If I have a function to, for example, check if list1
is a sublist of list2
, which option is better:
Option 1:
Storing local is better because the lookup that python does is faster. It even pays off to store functions locally.
Performance questions are best answered by timing them - you can measure this using timeit:
import timeit
def noTempFunc():
for _ in range(200):
max([1,4,5,6])
def tempFunc():
m = max
for _ in range(200):
m([1,4,5,6])
print(timeit.timeit(noTempFunc, number=1000)) # 0.055301458000030834
print(timeit.timeit(tempFunc, number=1000)) # 0.049811941999905684 : 11% faster
In this case the max()
of the global context only has to be looked up once, and further lookups are done locally which is ~ 11% faster based on these numbers.
It pays up if you use your local m()
multiple times.
In your case it would be sensible to cache the len_list1 = len(list1)
- as it is used lots of time and does not change.
To make it more readable, you can consider:
def isSublist(list1, list2):
"""Checks if list2 is a sublist of list1"""
len_part = len(list2) # reused inside the list comp, only "calulated" once
return any( x == list2 for x in (list1[i:i+len_part]
for i in range(len(list1)-len_part+1) ))
print(isSublist([1,2,3,4],[1]))
print(isSublist([1,2,3,4],[2,3]))
print(isSublist([1,2,3,4],[1,2,4]))
print(isSublist([1,2,3,4],[1,2,3,4]))
Output:
True
True
False
True
Lookups:
Your faster version with cached length as well (based on Scott Mermelstein answer):
def isSublist1a(list1,list2): # cached length as well
l1 = len(list1)
for i in range(len(list2)):
part=list2[i:]
if len(part)<l1:
return False
if list1==part[:l1]:
return True
return False
list1=list(range(1000))
list2=list(range(400,420))
import timeit
print(timeit.timeit('isSublist1(list2,list1)', globals=globals(),number=1000))

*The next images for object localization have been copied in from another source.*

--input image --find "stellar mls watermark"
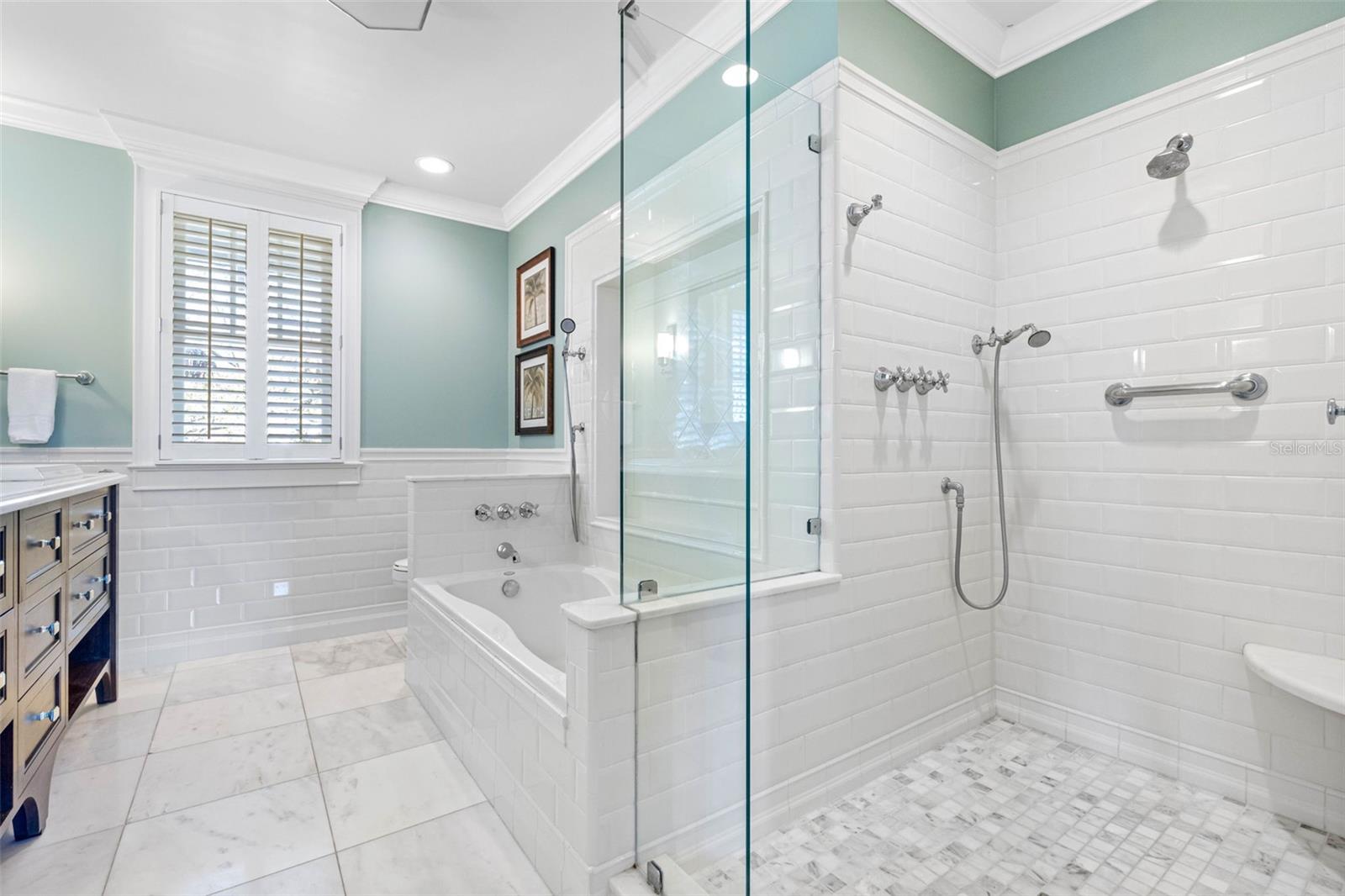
[1269,439,1345,457]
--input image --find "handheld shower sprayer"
[939,324,1051,609]
[561,318,588,542]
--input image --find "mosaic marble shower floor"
[697,719,1345,896]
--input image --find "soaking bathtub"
[412,564,617,708]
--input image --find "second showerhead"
[971,324,1051,356]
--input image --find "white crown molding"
[888,0,1154,78]
[103,112,383,211]
[838,59,1000,168]
[0,94,121,150]
[368,180,509,230]
[997,18,1345,168]
[503,0,789,230]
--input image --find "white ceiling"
[0,0,715,206]
[971,0,1058,29]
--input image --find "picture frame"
[514,246,556,349]
[514,345,556,436]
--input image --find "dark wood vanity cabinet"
[0,486,117,840]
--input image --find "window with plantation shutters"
[266,229,334,444]
[159,195,341,460]
[171,213,247,445]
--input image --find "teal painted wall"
[995,0,1345,150]
[507,0,843,448]
[361,203,511,448]
[0,126,133,448]
[839,0,995,145]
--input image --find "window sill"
[129,460,363,491]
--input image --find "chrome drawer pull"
[29,706,61,723]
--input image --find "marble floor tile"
[0,826,121,896]
[56,709,159,775]
[321,740,486,849]
[4,756,145,844]
[289,631,405,681]
[150,685,304,753]
[212,854,345,896]
[175,646,289,672]
[308,697,442,771]
[76,674,172,721]
[106,777,332,896]
[166,654,294,706]
[338,804,547,896]
[129,721,318,820]
[695,719,1345,896]
[298,661,412,719]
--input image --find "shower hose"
[944,343,1009,609]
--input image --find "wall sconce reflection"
[654,324,677,374]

print(timeit.timeit('isSublist1a(list2,list1)', globals=globals(),number=1000))
print(timeit.timeit('isSublist2(list2,list1)', globals=globals(),number=1000))
delivers (2 executions):
0.08652938600062043 # cached part
0.08017484299944044 # cached part + cached list1 lenght - slightly faster
0.15090413599955355 # non-cached version
0.8882850420004615 # cached part
0.8294611960000111 # cached part + cached list1 lenght - slightly faster
1.5524438030006422 # non-cached version
Supplementary to Patrick's excellent answer, let's try timeit with your actual code:
>>> def isSublist1(list1,list2):
... for i in range(len(list2)):
... part=list2[i:]
... if len(part)<len(list1):
... return False
... if list1==part[:len(list1)]:
... return True
... return False
...
>>> def isSublist2(list1,list2):
... for i in range(len(list2)):
... if len(list2[i:])<len(list1):
... return False
... if list1==list2[i:][:len(list1)]:
... return True
... return False
...
>>> list1=list(range(10000))
>>> list2=list(range(4000,4020))
>>> import timeit
>>> timeit.timeit('isSublist1(list2,list1)', globals=globals(),number=100)
6.420147094002459
>>> timeit.timeit('isSublist2(list2,list1)', globals=globals(),number=100)
12.455138996010646
So on my system, the amount of time needed with your temporary variable is just about half the time needed without it.
I don't know the nature of your lists and sublists; you may want to change what list1 and list2 are to be a good reflection of how your code will be used, but at least on my side, it looks like saving that temporary variable is a very good idea.
Incidentally, let's do another interesting experiment:
>>> def isSublist3(list1,list2):
... ln = len(list1)
... for i in range(len(list2)):
... part=list2[i:]
... if len(part)<ln:
... return False
... if list1==part[:ln]:
... return True
... return False
...
>>> timeit.timeit('isSublist1(list2,list1)',globals=globals(),number=100); timeit.timeit('isSublist3(list2,list1)',globals=globals(),number=100)
6.549526696035173
6.481004184985068
I ran it a few more times to see what I'd get:
6.470875242026523 6.463623657007702
6.151073662971612 5.787795798969455
5.685607994964812 5.655005165026523
6.439315696014091 6.372227535001002
Note that each time, the cached length takes less time than the non-cached length, though you don't get nearly the performance improvement you had by caching the slicing.
Note also that it's important not to draw too many conclusions from a single run of timeit. There are a lot of other variables affecting the timing, (in my case, pretty clearly, something happened to make it drop from 6.4 to 5.7 - in the middle of a single test!) so if you want to come up with a good rule you can count on, test several times to make sure you get consistent results.